Some energy sectors do not yet have an obvious technological fix. Although there are experimental electric (and also solar-powered) aircraft, it is hard to see a ‘green’ alternative to aviation fuel for long range passenger aircraft. Aviation represents 2.4% of global CO2 emissions. It is often recommended to use an international agreement to tax jet fuel. But this would hit the travel industry hard, and if it achieved its purpose in reducing air travel it would represent a major change in social behaviour. Nevertheless, downward pressure on such sectors is already coming from a public more aware of the impact of their own individual ‘carbon footprints’.

A general carbon tax (e.g., set at $50 per ton of CO2 emitted) could act as a very effective market signal for business. But it would hit consumers hard, and like most consumer taxes would be ‘regressive’, hitting the poor hardest. France has already discovered through the ’gilets jaunes’ movement that not everyone is happy with fuel surcharges.

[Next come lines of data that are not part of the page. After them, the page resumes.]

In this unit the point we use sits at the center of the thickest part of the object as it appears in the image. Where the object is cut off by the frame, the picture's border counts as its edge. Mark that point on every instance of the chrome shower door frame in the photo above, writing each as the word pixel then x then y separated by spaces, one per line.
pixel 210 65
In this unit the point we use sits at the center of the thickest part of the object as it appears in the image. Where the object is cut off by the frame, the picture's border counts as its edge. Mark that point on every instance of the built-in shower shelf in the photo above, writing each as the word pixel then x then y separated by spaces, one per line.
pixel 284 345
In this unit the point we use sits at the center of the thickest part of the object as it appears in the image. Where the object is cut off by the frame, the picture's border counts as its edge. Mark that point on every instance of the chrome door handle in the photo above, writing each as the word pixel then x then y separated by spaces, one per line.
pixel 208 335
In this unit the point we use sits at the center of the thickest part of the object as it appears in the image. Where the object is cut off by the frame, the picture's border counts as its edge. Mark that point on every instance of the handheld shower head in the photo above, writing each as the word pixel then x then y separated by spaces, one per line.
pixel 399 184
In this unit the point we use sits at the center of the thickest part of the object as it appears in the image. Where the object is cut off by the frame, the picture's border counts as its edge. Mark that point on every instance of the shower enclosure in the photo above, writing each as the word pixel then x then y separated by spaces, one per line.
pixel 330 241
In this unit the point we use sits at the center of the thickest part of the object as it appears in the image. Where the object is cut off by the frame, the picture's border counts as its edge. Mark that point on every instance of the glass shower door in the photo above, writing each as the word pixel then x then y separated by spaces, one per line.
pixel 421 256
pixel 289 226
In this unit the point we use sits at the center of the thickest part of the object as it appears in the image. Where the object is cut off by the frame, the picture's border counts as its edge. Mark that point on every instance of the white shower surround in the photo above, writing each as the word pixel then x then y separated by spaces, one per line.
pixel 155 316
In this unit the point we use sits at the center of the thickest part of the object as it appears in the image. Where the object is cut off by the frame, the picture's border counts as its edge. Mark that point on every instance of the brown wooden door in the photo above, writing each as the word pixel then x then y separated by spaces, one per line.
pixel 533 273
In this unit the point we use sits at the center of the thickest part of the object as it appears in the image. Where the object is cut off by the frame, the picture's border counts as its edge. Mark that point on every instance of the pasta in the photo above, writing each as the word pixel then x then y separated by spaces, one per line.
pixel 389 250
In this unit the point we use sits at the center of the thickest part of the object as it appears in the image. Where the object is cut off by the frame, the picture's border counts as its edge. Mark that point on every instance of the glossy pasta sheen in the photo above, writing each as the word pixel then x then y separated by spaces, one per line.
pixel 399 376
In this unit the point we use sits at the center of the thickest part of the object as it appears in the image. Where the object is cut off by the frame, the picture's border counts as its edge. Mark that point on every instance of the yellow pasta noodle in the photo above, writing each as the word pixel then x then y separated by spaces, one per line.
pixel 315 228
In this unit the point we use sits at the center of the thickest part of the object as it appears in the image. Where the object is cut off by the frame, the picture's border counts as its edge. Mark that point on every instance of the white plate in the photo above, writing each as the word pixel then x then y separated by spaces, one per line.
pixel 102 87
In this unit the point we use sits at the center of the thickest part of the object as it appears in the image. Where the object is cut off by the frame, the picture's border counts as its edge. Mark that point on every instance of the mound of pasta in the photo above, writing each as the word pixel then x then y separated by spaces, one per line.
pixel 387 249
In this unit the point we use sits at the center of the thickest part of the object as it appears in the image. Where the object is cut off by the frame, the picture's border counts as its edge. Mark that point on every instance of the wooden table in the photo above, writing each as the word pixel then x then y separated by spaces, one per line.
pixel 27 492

Ahead, the next decade is likely to be decisive in showing whether the world will be able to transition effectively towards a low carbon economy using government targets, business investment and technological ingenuity. However successfully we cut back on GHG emissions in the short term, global temperatures will continue to rise and extreme weather events are likely to prove ever more dramatic. There may then be public pressure to take more draconian measures even if they impact our social activities and personal behaviour. (More radical economists argue that it is the whole consumerist-productivist economic model that is proving unsustainable.) Given, too, uncertainty about how easy it will prove to keep all parties to the UNFCCC marching in step, the next decade looks like a bumpy ride in both domestic politics and international relations.